Just a few questions to ponder:
You say they are skilled cooks/cleaners. Will they:
- Actually plan on cooking/cleaning or want to play pass the baby all day when they stay?
- Will they need assistance getting everything together (i.e., will you need to take them food shopping, or do more work than just letting them know where your spice drawer, pantry and fridge are?
- Will their idea of cleaning be rearranging your sock drawer or any other location previously arranged to your liking that will need to be fixed after they leave, or give you a hard time locating items during their stay?
There's a bit of a language barrier:
- Can you communicate with each other well enough that you can easily ask for help (like a glass of water or a snack while nursing?)
- If they plan on helping without needing prompting from you, will you know what they plan on doing (like rearranging your sock drawer)?
- Will you have a lot of awkward silences because of lack of communication that will make you all uncomfortable?
- Do they know you and your personality well enough to know if you're being a little snippy because of PP issues and not take offense?
A few other things to consider:
- Will you be comfortable nursing in front of/around them?
- How much time will your husband be able to spend at home with you all? If not much, will he plan activities/itineraries for your ILs so you get a day (or even a half day) here and there to yourself? Would your ILs be comfortable doing a little touring by themselves?

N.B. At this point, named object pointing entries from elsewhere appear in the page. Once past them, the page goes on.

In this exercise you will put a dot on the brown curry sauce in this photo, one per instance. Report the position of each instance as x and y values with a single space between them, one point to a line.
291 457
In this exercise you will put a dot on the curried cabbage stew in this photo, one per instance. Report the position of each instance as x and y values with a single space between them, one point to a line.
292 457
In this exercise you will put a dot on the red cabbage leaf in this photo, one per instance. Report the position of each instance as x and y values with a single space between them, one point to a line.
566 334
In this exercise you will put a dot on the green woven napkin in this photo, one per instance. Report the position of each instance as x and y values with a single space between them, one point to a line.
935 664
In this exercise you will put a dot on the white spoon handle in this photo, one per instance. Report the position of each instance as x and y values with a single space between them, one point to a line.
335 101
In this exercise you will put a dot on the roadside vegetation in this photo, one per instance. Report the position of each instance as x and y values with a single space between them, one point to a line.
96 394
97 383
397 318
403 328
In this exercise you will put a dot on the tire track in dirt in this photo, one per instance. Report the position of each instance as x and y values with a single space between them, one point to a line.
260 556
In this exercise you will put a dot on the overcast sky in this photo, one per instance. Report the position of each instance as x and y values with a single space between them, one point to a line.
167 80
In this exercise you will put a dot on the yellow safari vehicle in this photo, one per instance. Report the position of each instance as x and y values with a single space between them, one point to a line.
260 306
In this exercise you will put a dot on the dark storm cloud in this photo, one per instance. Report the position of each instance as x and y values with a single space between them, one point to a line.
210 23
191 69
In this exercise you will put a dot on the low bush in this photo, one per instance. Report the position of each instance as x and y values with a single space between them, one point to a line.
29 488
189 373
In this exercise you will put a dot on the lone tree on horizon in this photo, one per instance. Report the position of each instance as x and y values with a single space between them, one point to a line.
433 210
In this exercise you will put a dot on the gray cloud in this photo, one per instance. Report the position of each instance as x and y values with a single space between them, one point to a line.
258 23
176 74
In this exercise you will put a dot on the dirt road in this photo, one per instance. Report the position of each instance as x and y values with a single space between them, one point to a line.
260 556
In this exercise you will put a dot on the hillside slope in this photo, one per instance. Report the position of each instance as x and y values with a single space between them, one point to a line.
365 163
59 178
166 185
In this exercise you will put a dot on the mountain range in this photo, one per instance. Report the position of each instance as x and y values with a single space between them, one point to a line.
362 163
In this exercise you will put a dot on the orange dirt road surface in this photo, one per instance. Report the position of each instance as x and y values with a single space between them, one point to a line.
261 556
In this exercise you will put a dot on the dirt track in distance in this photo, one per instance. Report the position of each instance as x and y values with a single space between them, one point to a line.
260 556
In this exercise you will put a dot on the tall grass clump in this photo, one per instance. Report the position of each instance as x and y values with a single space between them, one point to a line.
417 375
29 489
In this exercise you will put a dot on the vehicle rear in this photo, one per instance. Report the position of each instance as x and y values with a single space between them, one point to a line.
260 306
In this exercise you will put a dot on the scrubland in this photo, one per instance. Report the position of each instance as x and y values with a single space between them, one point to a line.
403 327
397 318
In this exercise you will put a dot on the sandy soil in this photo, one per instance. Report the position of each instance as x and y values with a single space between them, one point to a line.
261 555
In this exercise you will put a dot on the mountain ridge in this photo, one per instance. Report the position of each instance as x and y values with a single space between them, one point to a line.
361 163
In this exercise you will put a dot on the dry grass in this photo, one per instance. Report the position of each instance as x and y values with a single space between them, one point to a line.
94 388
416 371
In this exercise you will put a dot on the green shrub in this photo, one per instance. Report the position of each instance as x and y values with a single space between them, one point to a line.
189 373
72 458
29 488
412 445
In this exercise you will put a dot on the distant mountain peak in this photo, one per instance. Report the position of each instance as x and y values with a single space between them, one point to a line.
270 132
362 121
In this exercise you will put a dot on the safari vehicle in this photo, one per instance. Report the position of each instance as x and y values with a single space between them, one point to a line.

My own experience - my ILs were a great help. My SIL came and helped with nursing (plus I wasn't comfortable being along yet), and my FIL & MIL came and helped out (doing laundry, cleaning out the extra fridge, taking me to PP doctor appointments). Plus, I had no fear nursing in front of my FIL. Well, I had no fear nursing in front of anybody in my home, but that's me and my comfort level with my ILs. I don't think they asked once whether they could hold my son.
My family, though, I didn't invite over much. I find them stressful, and more inclined to want to play pass the baby, so I kept them away. They were butt-hurt, but too bad. It's what I needed to survive the post-partum period.
If you are concerned with your support system, you could look into hiring a post partum doula. They do light housework, and help with baby stuff (like nursing issues - many are certified breastfeeding counselors). DONA's website has a search function that you could use to look up doulas in your area, and you could ask your OB/Midwife for recommendations.
In my opinion, the main things you need are 1) Freezer meals and snacks 2) A huge water bottle 3) 1 support person to help you out during the day and 4) The phone # to a lactation consultant and a list of breastfeeding support meetings in your area. That's until you get the hang of BFing (took me 2 weeks). I found that once I got that figured out, most of everything else fell into place.